More Sunni - al Qaeda Divisions: The Real Civil War

Anbar tribes and tribes from the city of Hawijah oppose Zarqawi’s jihad


Faced with the continued prospect of submitting to the brutality of al Qaeda, Sunni tribal leaders continue to band together to fight the terrorists in their midst. The Washington Post provides a look at the state of affairs between al Qaeda and the tribal leaders in Anbar province and central Iraq. A tribal council was held in the city of Hawijah, which lies directly north on the Tigris River,and has been a hotspot of the insurgency. Many Sunni leaders were willing to go on the record to express their defiance:

"We are a group of the Anbar people who want to get rid of Zarqawi . . . because this is the only way to make the Americans withdraw from Ramadi or Iraq in general...We are against Zarqawi and his followers because they aim to extend the presence of the occupation and hurt our forces to make them weak... I cannot say that all the people in Ramadi support us, but I can say 80 percent of them do...We have killed a number of the Arabs, including Saudis, Egyptians, Syrians, Kuwaitis, Syrians and Jordanians... We were also able to foil an attack by Zarqawi's men who were trying to attack an oil pipeline outside Ramadi. We killed four Iraqis trying to plant the bomb under the pipeline."

An al Qaeda operative known as Abu Azzam (not that Abu Azzam) lashed out against the Iraqis in Ramadi fighting against his cause, “[they] are collaborators and dogs for America. They kill the mujaheddin to get money from the American crusaders. They are cowards and we have killed a lot of them. . . . All the people here support us and our jihad against the Americans and their followers."

The declarations against al Qaeda are encouraging.
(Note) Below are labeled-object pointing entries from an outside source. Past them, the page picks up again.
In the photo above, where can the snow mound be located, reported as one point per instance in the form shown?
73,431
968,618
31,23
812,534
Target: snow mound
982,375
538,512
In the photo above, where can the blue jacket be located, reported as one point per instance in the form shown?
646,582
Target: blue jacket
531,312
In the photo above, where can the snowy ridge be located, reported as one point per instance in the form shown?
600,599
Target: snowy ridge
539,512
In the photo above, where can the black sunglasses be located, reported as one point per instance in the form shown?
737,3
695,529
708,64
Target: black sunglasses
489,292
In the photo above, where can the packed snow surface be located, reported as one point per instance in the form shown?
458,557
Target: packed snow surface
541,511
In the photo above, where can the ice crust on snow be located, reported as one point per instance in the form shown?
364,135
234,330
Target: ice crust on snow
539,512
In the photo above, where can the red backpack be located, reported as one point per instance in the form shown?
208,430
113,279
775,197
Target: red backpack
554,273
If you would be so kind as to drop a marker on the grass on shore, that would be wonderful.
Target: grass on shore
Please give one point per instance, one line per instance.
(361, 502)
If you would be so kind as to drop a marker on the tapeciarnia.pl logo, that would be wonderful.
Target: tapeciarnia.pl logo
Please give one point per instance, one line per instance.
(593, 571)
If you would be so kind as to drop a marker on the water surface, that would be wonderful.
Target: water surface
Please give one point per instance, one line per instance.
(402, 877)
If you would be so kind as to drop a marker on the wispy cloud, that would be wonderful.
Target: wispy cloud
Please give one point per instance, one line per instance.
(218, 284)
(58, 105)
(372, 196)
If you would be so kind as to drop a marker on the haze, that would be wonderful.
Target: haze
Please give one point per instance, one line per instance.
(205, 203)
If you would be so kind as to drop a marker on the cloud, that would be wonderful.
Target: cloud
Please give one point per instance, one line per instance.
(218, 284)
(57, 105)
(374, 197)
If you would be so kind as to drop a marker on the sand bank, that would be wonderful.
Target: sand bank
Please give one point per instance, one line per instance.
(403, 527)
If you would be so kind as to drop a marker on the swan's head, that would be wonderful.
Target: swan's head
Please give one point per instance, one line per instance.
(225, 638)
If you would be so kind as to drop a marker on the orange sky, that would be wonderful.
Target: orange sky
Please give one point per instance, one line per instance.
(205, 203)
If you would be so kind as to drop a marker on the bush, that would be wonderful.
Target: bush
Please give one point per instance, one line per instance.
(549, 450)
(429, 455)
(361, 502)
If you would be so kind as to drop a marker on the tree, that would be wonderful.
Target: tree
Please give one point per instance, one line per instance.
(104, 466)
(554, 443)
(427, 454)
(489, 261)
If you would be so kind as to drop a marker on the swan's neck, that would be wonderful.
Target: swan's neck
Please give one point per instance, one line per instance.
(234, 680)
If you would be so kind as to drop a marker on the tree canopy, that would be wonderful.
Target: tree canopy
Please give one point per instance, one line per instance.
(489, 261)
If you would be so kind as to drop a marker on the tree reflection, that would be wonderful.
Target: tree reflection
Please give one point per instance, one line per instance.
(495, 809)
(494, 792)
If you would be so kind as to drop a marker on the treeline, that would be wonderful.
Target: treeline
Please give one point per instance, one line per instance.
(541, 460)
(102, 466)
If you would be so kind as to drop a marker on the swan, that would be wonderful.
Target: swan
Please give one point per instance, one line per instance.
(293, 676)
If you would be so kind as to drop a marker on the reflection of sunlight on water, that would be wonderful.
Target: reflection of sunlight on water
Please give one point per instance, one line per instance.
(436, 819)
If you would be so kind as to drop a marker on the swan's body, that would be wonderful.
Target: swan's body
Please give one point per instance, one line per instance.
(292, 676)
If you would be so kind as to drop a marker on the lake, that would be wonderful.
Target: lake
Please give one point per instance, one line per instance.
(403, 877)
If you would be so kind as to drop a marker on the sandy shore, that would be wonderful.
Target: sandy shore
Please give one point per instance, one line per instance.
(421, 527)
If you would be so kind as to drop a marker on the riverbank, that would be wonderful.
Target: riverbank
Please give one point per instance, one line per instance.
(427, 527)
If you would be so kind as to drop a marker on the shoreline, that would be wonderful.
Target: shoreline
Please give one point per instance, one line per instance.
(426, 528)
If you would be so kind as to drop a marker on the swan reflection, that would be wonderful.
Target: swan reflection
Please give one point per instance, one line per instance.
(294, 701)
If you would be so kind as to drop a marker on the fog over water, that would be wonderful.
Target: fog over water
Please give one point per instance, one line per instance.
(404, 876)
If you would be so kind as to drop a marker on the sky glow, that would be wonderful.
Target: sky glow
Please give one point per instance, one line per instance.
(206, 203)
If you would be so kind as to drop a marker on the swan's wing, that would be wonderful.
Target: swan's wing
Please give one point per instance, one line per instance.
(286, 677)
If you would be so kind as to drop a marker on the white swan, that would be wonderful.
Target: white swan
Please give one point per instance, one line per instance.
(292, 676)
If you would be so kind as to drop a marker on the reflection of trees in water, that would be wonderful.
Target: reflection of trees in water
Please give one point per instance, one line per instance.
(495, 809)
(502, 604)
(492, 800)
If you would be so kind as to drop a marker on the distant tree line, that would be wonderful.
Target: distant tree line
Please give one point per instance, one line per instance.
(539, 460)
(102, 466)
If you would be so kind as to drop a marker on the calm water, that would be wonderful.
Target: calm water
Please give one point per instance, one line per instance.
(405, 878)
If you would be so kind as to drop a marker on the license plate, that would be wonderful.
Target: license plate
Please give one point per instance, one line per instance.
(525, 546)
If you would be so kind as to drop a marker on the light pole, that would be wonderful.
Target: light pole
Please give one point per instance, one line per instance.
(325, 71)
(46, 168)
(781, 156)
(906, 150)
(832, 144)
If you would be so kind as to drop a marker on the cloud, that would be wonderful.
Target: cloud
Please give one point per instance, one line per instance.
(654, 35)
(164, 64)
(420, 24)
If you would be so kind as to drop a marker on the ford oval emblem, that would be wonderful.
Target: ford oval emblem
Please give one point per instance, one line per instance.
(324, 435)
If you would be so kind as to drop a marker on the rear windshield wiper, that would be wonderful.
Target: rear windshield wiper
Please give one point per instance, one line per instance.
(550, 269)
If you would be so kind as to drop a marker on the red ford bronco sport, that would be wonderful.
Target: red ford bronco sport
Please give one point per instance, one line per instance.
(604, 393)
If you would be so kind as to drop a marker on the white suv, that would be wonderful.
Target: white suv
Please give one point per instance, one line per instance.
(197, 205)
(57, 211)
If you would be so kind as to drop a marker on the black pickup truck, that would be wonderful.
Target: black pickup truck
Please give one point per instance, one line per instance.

The risk alone of speaking out is great, as al Qaeda has murdered, raped and intimidated those who opposed them in the past. The tribal leaders are explicitly putting themselves, their families and their tribesmen in Zarqawi’s crosshairs. The fact they are willing to publicly oppose al Qaeda in Iraq demonstrates a marked shift their attitudes towards both al Qaeda and the prospects for the Iraqi government.

The split between al Qaeda and the nationalist elements of the Sunni insurgency began to appear as far back as Fallujah, when al Qaeda fighters were found murdered in the city, and al Qaeda 'commissars' executed local fighters who abandoned their fighting positions as the American onslaught of the city intensified. To this day, Zarqawi and other al Qaeda members refer to the "betrayal of Fallujah" and how the Muslim political and religious leaders abandoned them during the fight. Over the past year, we have seen numerous cases of red-on-red fighting, as well as an open declaration of war against al Qaeda by one of the largest insurgent groups in Iraq, the Islamic Army of Iraq, along with other groups.

As we've pointed out several times in the past, the importance of turning Sunni groups naturally sympathetic to al Qaeda's cause is a tremendous ideological victory in the War on Terror. It is not important that the Iraqi people like us (a good number of them do, but that's besides the point), but that they see al Qaeda for what it is, and reject their ideology.